School in Whyalla Norrie, South Australia

Edward John Eyre High School

Edward John Eyre High School is located in Whyalla Norrie, South Australia. It opened in 1968 as Eyre Technical High School.

Built during the boom period, student enrollment reached around 1,500 in the 1970s. Today, Edward John Eyre High School, also known as Senior Secondary Campus of the Whyalla Secondary College, has a student population of over 400.

Eyre High School caters to a wide cross-section of the community. Its Young Mum's program supports young mothers to complete their education. The Pre-Industry Program and Trade School assists students in preparation in the trade areas. The specialist volleyball course lead to wins in state and national competitions.

Edward John Eyre High is proposed to be merged with Whyalla High School and Stuart High School. The new merged school is intended to be on Nicolson Avenue, Whyalla Norrie between the Whyalla campuses of the University of South Australia and TAFE SA and expected to open for the 2022 school year.

== History ==

=== Eyre High 1968–2008 ===
2008 saw Edward John Eyre High celebrating its 40th birthday. During those 40 years, the school has had two other names, Eyre Technical High School and Eyre High School. For some, the school will always be Eyre High School.

The main buildings of the school were designed by Jim Loveday. They are correctly positioned so as to make the best use of the sun and to reduce the amount of heat gain. This has been positive for those who have used the buildings.

The initial enrolment of 5 classes of Year 8 students were housed at Whyalla High and Memorial Oval Primary School. In 1968 these students moved into the new buildings of Eyre Technical High School on Grundel Street and along with the new Year 8s, brought the enrolment to 711.

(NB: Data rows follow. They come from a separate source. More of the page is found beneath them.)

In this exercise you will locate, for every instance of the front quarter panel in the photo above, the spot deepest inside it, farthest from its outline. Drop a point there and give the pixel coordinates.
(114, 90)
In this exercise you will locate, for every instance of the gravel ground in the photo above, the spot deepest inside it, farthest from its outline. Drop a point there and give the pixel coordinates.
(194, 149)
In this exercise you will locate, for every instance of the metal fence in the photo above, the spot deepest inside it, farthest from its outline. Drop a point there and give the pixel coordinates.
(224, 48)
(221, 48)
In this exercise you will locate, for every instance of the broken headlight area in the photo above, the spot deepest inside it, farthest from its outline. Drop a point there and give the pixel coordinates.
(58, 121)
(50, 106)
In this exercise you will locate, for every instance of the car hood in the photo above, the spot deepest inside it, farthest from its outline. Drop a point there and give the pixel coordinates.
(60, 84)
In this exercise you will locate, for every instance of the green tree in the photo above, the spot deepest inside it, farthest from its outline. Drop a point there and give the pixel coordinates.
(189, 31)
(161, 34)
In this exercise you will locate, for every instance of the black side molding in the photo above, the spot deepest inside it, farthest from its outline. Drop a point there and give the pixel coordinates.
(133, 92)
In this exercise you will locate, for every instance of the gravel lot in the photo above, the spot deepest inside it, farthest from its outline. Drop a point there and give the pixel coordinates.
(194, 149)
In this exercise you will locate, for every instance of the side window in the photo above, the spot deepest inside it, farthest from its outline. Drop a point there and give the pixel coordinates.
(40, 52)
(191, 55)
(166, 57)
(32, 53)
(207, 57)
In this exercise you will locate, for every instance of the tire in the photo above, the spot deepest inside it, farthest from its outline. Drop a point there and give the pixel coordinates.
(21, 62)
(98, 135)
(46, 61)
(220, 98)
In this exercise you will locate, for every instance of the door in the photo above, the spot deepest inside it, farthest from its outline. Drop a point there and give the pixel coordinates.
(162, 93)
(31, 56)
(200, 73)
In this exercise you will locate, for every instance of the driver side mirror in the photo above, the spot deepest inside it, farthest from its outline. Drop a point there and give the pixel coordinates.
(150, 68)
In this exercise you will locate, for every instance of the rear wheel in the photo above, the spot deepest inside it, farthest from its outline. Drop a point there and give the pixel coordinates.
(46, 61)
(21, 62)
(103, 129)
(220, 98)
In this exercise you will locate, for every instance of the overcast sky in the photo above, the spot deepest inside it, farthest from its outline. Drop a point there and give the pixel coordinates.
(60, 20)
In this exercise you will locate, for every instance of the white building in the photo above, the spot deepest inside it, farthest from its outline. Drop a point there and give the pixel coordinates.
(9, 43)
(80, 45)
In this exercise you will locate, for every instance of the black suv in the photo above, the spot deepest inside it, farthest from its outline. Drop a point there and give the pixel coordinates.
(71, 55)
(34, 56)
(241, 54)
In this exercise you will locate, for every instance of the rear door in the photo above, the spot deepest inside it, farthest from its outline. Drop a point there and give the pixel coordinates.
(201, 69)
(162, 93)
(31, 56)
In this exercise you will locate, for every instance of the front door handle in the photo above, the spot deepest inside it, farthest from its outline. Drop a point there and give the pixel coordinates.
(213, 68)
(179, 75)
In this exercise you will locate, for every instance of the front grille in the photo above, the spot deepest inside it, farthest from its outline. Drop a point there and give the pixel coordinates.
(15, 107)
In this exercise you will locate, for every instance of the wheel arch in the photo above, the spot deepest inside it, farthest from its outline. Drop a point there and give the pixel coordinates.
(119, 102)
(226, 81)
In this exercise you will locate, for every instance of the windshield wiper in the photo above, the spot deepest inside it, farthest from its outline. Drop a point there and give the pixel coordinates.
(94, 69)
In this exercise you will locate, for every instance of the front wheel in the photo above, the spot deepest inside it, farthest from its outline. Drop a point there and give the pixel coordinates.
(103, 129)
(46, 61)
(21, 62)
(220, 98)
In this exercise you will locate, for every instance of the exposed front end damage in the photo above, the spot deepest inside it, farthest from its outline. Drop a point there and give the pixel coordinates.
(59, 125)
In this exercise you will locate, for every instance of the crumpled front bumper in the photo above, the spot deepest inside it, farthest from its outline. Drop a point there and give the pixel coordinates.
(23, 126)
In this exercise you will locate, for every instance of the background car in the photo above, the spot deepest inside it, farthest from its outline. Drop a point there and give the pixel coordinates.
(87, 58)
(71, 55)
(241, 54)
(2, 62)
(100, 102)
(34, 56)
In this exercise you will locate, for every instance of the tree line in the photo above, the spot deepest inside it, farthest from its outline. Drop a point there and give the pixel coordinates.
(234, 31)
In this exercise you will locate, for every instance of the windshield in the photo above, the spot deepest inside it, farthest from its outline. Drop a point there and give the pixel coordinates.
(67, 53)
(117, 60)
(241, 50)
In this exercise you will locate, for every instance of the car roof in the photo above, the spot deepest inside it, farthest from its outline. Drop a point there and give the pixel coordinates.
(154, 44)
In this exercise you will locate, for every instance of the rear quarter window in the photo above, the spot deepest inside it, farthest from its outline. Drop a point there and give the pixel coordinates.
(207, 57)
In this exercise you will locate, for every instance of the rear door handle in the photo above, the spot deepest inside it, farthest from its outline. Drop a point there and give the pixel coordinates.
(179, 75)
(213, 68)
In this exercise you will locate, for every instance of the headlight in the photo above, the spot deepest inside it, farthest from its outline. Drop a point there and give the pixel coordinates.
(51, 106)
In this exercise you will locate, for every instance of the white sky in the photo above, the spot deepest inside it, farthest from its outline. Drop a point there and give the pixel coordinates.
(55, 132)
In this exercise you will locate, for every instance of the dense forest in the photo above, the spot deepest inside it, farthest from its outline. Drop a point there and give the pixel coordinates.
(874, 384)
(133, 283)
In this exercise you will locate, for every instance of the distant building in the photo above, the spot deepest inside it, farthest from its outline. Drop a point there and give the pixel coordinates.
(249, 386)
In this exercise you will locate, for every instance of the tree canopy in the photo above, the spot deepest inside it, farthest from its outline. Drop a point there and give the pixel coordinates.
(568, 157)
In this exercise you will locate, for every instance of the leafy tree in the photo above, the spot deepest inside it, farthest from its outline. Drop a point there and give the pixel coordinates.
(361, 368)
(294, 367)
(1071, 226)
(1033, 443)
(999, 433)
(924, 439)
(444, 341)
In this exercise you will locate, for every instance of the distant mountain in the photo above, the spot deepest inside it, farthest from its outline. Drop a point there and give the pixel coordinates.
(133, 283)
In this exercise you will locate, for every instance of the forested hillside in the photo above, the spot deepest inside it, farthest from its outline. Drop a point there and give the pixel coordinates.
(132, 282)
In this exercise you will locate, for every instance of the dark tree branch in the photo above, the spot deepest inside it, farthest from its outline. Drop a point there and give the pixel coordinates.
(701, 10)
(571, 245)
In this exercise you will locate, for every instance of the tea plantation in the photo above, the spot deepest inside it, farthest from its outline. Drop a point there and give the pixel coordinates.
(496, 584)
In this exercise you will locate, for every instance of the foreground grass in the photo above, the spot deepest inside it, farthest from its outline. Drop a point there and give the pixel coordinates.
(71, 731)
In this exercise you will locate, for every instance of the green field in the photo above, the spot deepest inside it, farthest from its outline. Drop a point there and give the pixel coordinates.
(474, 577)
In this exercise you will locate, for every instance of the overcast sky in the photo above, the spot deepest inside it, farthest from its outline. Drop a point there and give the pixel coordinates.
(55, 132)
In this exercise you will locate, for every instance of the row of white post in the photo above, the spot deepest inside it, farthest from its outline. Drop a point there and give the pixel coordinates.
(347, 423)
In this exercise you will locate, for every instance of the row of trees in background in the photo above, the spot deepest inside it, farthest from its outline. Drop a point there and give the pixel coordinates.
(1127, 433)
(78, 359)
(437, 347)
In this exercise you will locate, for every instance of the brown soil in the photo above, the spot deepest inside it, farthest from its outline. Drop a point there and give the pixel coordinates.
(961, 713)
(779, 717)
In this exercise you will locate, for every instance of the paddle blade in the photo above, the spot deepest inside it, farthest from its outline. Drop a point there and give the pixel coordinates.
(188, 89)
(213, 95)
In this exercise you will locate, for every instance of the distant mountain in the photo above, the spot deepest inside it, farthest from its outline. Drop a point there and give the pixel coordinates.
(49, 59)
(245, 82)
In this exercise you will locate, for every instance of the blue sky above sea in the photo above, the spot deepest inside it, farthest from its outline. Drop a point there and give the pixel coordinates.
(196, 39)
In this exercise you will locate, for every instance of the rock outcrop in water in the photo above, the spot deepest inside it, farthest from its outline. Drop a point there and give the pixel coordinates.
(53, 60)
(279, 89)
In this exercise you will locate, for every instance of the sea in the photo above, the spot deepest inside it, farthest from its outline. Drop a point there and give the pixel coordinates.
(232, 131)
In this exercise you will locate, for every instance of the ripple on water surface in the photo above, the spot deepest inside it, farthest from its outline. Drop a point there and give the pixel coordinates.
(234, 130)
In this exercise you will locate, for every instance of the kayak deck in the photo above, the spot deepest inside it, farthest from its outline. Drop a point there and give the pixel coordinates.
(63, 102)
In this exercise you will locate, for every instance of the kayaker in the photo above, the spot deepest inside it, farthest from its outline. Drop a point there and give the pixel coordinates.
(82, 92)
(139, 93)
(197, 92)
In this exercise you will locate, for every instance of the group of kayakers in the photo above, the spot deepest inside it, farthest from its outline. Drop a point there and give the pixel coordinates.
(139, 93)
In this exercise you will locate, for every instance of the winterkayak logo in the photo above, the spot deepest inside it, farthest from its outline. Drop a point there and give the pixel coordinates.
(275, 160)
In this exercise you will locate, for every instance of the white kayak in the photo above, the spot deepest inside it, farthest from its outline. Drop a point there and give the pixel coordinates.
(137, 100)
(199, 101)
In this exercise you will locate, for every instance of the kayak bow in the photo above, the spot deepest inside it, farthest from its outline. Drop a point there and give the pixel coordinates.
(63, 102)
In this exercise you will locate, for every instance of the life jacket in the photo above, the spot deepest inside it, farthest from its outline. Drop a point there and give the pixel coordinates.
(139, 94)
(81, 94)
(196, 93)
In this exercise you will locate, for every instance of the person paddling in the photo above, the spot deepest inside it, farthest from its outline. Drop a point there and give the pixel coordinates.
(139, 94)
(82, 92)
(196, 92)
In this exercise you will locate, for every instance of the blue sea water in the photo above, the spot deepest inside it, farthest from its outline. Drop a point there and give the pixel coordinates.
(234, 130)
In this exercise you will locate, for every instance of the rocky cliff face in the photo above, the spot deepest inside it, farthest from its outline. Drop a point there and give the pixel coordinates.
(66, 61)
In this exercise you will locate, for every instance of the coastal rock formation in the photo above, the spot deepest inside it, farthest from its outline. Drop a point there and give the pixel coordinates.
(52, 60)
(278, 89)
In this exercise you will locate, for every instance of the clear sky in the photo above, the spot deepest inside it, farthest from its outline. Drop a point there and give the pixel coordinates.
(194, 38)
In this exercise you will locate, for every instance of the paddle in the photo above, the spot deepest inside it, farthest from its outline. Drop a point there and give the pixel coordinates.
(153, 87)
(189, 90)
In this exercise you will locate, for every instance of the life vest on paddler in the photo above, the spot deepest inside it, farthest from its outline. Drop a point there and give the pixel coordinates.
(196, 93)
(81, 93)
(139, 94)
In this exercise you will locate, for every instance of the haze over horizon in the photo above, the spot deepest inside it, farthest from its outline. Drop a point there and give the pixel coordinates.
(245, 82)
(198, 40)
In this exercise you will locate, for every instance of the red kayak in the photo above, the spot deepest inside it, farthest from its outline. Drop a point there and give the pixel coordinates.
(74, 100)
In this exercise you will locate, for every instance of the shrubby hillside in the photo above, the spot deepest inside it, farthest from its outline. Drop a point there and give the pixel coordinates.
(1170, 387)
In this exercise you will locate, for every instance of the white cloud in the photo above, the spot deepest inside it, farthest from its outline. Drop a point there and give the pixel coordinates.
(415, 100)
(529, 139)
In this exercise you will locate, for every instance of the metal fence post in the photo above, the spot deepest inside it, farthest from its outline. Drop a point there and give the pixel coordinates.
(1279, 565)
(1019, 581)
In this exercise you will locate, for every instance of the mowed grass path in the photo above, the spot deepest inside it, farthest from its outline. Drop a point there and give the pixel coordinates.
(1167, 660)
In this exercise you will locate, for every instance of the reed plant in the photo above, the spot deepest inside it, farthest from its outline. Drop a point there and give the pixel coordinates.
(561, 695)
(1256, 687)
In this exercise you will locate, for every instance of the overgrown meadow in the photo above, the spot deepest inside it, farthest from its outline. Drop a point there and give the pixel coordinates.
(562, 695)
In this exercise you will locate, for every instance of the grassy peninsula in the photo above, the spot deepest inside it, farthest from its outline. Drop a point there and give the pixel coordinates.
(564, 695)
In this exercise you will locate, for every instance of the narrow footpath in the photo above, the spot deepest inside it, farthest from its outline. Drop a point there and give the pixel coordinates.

The late sixties and early seventies were a period of rapid population growth in Whyalla. By the end of the school's first year, the school population had out-grown the existing main building. To accommodate the increasing enrolment, a new South wing with 8 classrooms and 3 Art rooms was added. These additions were not enough to keep up with population growth. By 1972, the western quadrangle hosted a portable science laboratory and multiple "temporary" classrooms, some of which are still at the school. The school reached its highest enrolment of 1280 students in this period.

In 1971 the school had its first name change and became Eyre High School. The name change was in-line with government policy to remove the distinction between trades orientated Technical High Schools and academically orientated High Schools.

In the early 1980s, the effect of the closure of the shipyard was felt with decreasing population in the city leading to decreasing enrolments. Margaret Grant made the most of this situation, by relocating the library from upstairs in the main building to 6 classrooms, later 7 rooms in the South Wing. This created the space for a well laid out library to serve students and staff.

In 1986 there was a further name change from Eyre High to Edward John Eyre High School. This was done to more closely identify the school with the explorer who it was named after. The longer name also meant that the school was no longer confused with Ayr High School in Queensland.

In 1989 the population of all of Whyalla's schools were trending down in line with the decrease in population of the city. As a result, the Education Department in consultation with School Councils changed the structure of secondary schools to create two junior high schools and a senior high school E.J. Eyre High.

From 1992, the school catered for Year 11, 12 and adult students. It has a wide range of courses which include the Pre-Industry Program and Trade Schools for the Future. It was the first school in the state to have a Young Mums Program.